If you don't want to add definitions for your host to eggdata.w,
you can manually initialise the eggdatabases object with
code like the following:
eggdatabases ed;
ed.add_database("gcp", "/home/httpd/html/data/eggsummary");
ed.add_database("pseudo", "/home/httpd/html/data/pseudoeggsummary");
where the call with the argument of
"gcp" specifies the path
name of the directory containing the eggsummary files for the data
taken by the egg network, and the call with
"pseudo" the
path for the pseudorandom mirror data generated by the GCP host.
If you're only using one of the databases in your analyses, you
needn't provide a path for the other. The eggsummary files in the
directories may be compressed with GZIP.
Maintaining Data Integrity
The analysis software relies on two Comma-Separated Value (CSV) databases supplied
with it which identify known bad data in the data set and specify physical
properties of "egg" hosts in the network.
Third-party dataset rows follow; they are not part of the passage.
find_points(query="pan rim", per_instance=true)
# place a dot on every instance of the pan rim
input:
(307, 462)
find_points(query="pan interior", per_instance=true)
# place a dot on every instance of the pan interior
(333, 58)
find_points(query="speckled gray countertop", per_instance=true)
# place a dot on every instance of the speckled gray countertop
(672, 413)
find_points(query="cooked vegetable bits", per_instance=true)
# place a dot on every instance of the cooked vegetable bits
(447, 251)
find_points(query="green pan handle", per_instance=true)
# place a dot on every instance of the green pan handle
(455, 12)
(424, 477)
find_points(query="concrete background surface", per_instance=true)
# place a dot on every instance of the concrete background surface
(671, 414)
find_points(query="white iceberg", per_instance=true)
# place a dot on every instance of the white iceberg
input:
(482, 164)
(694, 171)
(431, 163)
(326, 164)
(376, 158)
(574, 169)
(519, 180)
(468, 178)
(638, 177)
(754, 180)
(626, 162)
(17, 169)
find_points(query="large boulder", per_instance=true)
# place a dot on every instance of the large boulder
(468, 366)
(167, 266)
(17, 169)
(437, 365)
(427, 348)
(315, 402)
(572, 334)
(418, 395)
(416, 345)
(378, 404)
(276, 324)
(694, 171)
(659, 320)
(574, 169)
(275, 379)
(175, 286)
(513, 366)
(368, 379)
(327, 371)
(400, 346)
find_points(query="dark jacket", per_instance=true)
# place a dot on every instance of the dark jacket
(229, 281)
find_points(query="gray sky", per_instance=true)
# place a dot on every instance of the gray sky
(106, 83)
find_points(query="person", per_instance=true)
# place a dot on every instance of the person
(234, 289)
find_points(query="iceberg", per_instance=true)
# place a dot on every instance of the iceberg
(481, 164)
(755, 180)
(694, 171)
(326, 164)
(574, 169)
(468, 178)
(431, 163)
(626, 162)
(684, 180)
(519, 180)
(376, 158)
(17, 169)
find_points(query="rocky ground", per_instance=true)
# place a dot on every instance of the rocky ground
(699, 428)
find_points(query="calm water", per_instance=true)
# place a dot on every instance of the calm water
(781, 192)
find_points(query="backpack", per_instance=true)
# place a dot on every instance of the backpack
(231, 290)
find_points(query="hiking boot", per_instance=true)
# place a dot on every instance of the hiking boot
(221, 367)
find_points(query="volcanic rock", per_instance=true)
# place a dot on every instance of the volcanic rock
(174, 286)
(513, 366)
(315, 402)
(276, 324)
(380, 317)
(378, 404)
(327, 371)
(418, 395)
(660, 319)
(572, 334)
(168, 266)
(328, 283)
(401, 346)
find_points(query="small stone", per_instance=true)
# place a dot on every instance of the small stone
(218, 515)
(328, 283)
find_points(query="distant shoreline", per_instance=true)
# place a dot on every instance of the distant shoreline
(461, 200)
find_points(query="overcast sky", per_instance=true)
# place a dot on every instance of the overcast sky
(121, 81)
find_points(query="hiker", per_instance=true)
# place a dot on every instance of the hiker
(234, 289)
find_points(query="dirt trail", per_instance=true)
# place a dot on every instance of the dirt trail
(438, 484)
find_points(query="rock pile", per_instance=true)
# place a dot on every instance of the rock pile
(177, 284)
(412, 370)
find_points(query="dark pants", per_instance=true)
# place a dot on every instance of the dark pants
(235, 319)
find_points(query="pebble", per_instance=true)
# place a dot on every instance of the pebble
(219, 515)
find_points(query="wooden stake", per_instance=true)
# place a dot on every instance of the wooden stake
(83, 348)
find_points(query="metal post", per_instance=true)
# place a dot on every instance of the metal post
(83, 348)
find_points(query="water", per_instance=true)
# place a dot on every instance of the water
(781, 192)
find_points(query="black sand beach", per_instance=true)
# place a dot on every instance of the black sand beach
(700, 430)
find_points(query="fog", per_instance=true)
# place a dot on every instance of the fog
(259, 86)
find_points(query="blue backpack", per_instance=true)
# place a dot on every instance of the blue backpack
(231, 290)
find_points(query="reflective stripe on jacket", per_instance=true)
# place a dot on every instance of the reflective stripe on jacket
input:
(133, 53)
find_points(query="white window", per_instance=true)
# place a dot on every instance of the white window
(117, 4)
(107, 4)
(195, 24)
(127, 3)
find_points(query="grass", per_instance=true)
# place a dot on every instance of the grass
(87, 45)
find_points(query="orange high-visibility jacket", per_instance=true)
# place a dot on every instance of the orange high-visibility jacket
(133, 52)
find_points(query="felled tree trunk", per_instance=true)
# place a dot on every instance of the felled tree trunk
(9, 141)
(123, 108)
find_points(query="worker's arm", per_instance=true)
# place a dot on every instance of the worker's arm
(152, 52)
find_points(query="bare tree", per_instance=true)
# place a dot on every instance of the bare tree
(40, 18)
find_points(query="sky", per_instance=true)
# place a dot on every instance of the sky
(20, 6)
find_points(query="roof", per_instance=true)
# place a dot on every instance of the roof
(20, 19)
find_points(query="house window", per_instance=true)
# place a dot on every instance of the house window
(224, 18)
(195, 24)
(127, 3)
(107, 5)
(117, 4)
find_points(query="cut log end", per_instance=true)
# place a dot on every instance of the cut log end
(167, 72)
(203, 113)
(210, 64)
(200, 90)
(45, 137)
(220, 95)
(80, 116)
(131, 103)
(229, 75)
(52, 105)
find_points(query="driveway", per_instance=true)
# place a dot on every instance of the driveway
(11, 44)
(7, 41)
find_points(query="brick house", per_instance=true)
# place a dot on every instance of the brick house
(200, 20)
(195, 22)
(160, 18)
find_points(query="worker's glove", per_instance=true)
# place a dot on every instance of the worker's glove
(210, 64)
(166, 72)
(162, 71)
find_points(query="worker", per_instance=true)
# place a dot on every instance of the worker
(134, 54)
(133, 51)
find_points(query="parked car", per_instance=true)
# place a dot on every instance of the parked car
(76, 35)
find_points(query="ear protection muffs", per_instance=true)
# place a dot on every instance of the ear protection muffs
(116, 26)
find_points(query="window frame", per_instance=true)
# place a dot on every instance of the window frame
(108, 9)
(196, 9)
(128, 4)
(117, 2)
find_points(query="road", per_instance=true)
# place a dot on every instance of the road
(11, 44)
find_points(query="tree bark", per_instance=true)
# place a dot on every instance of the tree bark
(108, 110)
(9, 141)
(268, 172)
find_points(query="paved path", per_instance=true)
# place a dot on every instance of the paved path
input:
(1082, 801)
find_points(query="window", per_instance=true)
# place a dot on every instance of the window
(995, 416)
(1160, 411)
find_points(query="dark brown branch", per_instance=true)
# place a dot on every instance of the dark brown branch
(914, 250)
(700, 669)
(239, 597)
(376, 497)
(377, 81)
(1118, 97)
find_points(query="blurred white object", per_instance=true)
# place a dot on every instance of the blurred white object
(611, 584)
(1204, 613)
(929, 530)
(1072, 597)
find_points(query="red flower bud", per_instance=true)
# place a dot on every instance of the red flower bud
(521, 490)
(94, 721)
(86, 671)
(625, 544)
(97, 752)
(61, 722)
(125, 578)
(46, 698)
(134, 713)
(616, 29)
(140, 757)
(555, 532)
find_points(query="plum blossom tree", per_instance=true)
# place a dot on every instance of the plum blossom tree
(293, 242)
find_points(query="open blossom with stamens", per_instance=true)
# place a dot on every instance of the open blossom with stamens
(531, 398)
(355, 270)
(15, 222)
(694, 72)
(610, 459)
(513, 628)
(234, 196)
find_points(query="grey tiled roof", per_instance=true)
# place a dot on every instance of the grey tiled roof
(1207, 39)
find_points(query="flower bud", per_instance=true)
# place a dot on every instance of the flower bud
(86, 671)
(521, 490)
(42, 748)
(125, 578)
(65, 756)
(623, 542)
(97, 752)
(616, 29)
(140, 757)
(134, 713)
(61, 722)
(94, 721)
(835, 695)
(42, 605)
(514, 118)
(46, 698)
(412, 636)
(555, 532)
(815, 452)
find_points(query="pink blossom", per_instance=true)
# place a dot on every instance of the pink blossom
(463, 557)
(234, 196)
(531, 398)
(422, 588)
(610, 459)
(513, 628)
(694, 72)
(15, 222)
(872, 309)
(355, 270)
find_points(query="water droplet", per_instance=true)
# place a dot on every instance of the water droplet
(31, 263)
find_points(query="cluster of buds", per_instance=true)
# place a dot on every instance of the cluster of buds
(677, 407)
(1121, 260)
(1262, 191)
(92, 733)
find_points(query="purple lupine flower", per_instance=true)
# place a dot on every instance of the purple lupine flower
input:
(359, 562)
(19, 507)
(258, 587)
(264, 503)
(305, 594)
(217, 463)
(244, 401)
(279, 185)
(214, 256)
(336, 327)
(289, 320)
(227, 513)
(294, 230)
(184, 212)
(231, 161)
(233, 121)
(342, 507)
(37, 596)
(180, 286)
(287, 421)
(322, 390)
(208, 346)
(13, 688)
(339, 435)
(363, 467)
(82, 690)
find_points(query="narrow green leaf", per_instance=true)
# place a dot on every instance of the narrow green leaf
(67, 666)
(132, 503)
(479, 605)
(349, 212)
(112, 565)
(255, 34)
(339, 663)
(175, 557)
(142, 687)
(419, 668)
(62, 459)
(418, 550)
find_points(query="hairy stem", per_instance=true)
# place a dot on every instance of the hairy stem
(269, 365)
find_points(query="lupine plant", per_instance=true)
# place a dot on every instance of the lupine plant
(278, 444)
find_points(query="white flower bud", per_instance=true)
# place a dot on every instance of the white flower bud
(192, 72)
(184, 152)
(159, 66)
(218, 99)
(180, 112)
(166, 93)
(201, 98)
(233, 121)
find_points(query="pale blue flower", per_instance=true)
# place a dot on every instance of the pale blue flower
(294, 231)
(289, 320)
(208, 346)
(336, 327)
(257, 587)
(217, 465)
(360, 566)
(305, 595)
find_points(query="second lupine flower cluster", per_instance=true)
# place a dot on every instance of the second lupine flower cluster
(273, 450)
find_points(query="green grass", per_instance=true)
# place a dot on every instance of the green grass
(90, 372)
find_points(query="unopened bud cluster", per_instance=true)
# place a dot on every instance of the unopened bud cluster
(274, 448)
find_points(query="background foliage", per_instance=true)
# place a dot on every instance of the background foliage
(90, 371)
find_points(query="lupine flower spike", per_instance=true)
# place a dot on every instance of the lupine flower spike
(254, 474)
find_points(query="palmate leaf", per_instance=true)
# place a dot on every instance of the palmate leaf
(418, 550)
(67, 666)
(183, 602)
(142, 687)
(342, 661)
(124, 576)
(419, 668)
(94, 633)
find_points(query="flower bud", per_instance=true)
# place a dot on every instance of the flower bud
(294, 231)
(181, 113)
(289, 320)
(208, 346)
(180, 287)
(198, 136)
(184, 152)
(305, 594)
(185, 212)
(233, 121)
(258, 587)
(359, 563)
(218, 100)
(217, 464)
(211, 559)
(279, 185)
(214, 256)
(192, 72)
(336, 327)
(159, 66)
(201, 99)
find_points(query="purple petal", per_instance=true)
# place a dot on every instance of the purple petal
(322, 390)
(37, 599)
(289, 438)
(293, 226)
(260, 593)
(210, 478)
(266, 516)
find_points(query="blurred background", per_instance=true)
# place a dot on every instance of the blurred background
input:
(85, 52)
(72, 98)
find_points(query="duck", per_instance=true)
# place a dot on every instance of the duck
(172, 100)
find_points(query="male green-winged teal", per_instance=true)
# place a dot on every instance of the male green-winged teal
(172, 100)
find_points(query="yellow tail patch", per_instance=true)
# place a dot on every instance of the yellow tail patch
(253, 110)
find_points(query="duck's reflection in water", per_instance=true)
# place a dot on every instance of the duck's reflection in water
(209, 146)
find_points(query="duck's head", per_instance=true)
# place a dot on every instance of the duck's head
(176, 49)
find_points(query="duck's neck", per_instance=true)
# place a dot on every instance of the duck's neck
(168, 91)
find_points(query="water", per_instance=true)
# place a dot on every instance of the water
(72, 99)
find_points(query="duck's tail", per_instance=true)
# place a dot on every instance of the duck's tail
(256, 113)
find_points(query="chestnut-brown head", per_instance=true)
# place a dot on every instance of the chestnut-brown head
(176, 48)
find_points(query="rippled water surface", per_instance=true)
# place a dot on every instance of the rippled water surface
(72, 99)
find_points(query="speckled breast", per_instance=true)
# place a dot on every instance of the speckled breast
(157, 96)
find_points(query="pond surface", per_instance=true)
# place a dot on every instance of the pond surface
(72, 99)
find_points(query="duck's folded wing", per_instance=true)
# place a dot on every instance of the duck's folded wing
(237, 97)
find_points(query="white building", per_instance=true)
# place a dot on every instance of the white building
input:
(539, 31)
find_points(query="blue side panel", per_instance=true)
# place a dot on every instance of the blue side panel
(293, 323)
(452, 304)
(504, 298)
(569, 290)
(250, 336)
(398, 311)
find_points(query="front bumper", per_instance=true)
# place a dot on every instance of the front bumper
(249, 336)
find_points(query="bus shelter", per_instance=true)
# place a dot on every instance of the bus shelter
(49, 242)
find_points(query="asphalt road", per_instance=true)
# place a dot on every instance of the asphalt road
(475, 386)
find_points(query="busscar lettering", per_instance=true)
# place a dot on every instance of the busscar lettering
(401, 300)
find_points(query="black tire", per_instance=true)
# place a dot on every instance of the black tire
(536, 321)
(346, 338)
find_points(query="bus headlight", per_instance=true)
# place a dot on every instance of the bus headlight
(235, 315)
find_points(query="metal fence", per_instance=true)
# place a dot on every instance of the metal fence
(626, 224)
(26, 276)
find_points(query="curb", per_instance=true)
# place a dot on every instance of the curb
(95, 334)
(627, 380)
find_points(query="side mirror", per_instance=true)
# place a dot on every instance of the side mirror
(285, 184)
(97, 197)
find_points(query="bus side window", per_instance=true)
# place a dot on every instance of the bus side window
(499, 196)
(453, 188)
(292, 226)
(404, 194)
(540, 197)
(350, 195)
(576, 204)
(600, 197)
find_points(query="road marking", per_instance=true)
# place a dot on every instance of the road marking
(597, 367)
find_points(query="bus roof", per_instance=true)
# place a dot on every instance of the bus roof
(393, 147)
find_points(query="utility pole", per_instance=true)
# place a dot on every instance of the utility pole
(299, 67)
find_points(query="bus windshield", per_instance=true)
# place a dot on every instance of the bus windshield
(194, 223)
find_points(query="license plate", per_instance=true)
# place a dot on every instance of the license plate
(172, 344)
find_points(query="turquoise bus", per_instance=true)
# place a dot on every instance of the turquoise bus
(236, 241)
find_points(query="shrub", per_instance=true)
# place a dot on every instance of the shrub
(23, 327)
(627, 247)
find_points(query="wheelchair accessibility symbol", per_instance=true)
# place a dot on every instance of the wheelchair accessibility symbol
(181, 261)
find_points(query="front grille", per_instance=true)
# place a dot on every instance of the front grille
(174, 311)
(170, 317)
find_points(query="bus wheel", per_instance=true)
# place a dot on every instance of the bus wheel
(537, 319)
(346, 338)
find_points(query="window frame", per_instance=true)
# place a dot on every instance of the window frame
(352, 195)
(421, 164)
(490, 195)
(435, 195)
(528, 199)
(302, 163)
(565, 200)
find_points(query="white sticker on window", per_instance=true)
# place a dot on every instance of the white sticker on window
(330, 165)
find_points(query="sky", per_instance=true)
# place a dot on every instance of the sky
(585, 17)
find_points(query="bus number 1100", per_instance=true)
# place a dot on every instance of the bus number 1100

These files were current as of the
date the archive was posted, but it's up to you to verify that they're correct
if you're analysing data collected subsequently. The files are as follows:
- eggs.csv
-
Properties of "egg" sites in the Global Consciousness Project network. This is a
machine readable encoding of the
table
posted on the GCP site.
- rotten_egg.csv
-
Known bad data in the GCP database, identified by egg number and the time range
during which the data were unreliable.
The source document
is the table of errors on the GCP Web site; you should confirm that no
additions have been made to this table before performing definitive
analyses. (Note that data collected in the past may be subsequently
discovered to be erroneous, so even data taken prior to the date of
the rotten_egg.csv file in the distribution may be retracted
if discovered bad.) We don't delete bad data from the data set in order to
preserve its integrity and visibility; better to require analysts to exclude
bad data than risk allegations of "cooking the books" by arbitrarily excluding
data.